Writing About King Gwan’s Shrine

古廟幽深白日寒 고묘유심백일한
儼然遺像漢衣冠 엄연유상한의관
當時未了中原事 당시미료중원사
赤兎千年不解鞍 적토천년불해안

The old shrine is secluded and deep; the daytime is bleak.
Clearly, the remaining portrait is in Han dynasty (漢,한) clothes and headwear.
At that very time, the affairs of the middle plains were not yet complete.
The Red Hare, for a thousand years, has not had its saddle undone.
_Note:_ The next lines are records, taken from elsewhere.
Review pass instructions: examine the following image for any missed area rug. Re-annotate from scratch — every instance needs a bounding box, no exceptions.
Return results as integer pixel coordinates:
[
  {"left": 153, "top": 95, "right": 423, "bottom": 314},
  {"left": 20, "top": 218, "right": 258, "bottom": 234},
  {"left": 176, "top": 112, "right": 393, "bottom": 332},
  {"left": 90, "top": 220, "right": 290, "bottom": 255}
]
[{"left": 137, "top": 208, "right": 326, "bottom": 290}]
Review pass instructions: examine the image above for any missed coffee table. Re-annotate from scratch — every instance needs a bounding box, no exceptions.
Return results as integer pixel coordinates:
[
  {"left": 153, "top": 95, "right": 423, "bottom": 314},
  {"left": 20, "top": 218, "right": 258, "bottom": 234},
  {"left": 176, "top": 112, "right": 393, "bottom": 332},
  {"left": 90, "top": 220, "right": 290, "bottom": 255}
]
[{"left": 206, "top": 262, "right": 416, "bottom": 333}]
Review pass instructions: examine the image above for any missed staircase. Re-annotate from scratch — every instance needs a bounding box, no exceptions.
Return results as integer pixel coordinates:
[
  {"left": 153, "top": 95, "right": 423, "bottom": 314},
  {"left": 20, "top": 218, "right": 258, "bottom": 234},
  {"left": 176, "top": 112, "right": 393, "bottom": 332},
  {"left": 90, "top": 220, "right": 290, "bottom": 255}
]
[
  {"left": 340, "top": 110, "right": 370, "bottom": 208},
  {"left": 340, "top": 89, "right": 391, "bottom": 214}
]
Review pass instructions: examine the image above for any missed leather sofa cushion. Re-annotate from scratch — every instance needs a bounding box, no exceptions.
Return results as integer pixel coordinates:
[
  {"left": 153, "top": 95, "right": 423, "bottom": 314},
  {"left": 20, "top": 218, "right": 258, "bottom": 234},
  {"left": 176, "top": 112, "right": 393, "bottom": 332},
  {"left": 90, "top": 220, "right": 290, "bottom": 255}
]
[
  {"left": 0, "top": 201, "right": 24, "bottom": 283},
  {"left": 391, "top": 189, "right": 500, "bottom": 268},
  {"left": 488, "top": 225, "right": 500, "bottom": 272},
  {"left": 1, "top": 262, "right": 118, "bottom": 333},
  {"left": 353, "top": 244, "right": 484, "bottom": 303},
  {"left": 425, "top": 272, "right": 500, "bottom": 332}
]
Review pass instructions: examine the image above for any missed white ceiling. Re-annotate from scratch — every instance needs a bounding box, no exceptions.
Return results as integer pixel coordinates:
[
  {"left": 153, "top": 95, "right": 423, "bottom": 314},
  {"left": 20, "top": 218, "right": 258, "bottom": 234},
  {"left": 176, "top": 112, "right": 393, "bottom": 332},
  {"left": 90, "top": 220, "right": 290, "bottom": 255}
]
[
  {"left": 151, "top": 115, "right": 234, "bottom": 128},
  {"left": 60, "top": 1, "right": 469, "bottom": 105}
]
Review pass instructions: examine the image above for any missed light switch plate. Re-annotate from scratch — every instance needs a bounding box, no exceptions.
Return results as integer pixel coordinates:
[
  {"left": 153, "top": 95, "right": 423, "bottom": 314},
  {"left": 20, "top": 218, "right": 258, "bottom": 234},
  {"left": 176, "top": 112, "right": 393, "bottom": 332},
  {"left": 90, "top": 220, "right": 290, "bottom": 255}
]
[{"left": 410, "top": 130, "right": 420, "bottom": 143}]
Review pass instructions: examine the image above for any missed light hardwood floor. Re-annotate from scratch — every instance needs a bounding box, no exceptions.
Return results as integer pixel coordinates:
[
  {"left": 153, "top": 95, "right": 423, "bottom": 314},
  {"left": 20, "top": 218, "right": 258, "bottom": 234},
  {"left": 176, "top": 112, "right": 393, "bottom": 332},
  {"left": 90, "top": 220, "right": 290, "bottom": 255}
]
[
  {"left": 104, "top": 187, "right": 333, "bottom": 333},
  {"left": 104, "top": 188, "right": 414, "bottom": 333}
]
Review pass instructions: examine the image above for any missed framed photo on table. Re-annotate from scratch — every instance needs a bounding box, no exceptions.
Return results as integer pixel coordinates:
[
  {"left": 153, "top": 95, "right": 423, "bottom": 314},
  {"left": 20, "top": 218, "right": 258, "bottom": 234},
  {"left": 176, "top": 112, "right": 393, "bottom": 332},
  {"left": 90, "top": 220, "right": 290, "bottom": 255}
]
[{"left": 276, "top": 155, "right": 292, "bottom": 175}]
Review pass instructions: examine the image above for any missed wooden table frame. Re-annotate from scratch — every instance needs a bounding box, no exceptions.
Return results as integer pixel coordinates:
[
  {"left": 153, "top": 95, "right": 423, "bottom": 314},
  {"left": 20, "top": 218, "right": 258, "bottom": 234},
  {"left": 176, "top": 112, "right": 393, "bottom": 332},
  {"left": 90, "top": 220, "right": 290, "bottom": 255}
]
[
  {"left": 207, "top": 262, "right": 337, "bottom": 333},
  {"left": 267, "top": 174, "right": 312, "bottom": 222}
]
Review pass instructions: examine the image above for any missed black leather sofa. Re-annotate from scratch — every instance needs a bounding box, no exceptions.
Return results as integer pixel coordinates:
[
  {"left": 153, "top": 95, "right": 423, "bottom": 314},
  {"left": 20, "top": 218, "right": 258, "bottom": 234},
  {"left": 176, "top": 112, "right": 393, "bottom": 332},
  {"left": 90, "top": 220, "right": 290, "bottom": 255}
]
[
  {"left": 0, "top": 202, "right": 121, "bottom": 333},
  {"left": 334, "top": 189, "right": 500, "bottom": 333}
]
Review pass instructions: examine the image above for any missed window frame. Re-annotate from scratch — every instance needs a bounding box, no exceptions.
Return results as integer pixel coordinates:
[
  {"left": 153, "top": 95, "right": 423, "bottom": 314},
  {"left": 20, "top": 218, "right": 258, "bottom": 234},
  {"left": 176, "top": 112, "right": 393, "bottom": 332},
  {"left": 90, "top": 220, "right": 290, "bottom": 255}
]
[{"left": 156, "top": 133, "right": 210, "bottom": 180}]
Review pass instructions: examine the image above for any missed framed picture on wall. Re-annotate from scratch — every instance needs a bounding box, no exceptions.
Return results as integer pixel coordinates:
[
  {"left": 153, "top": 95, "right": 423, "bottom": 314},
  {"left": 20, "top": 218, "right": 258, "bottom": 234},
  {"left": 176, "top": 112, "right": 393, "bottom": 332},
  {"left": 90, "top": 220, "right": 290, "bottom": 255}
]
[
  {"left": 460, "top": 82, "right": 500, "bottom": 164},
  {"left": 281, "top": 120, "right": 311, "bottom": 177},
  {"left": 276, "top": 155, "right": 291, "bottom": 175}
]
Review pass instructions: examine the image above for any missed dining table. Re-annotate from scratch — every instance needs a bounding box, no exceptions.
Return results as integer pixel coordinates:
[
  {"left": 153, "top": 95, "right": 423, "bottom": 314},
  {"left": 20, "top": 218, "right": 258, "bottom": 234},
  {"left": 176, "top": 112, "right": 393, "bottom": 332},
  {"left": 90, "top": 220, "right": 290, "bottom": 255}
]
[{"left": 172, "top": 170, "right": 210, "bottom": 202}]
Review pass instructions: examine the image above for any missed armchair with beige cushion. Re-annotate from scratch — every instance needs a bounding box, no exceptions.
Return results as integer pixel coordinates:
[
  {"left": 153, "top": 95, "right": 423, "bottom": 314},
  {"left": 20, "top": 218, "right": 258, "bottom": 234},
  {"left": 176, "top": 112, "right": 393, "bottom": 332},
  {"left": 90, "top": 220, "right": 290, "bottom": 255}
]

Old • shrine • to be secluded • to be deep • white • day • to be bleak
Clearly • grammatical marker • remnant • image • Han dynasty • clothes • headwear
That • time • not yet • to complete • middle • plains • affairs
Red • hare •  thousand • years • not • to undo • saddle


  • 關王廟(관왕묘) – King Gwan refers to Guan Yu (關羽, 관우, Gwan U, 160-219), a famous Chinese general from the Three Kingdoms period. In Seoul, there are two shrines commemorating Guan Yu. One is South King Gwan’s Shrine (南關王廟, 남관왕묘), located outside of Namdaemun (南大門, 남대문) in Huamdong (厚岩洞, 후암동). The other is East King Gwan’s Shrine (東關王廟, 동관왕묘), located outside of Dongdaemun (東大門, 동대문). In addition, there are two other shrines outside of Seoul in Andong (安東, 안동) and Sangju (尙州, 상주) in North Gyeongsang Province (慶尙北道, 경상북도). In his poem, Yi Danjeon is referring to the the South King Gwan’s Shrine, which had a statue of General Guan Yu on the Red Hare, a mythical horse. King Seonjo (宣祖, 선조, 1552-1608, r. 1567-1608) ordered the construction of the South King Gwan’s Shrine in 1598 to offer rites to General Guan Yu, at the request of Ming Chinese generals, who fought against the Japanese during Hideyoshi’s Invasion of Korea (壬辰倭亂, 임진왜란, Imjin Waeran, 1592-1598). The shrine was destroyed by a fire in 1899 and was rebuilt in 1901. It was destroyed again during the Korean War (1950-1953) and rebuilt in 1957.
  • 白日(백일) – Literally “white sun” or “white day.” Refers to the middle of the day (대낮).
  • 中原(중원) – Literally “middle plains.” Refers to continental China.
  • 赤兎(적토) – Refers to the Red Hare, a legendary horse owned by Chinese warlord Lü Bu (呂布, 여포, Yeo Po, ?-198). Some of the Red Hare’s abilities are recorded in the Book of the Later Han (後漢書, 후한서):

布常御良馬, 號曰赤兎, 能馳城飛塹
포상어량마, 호왈적토, 능치성비참

Lü Bu always liked riding [this] horse. [Its] name was the “Red Hare.” [It] could charge castle [walls] and fly over puddles.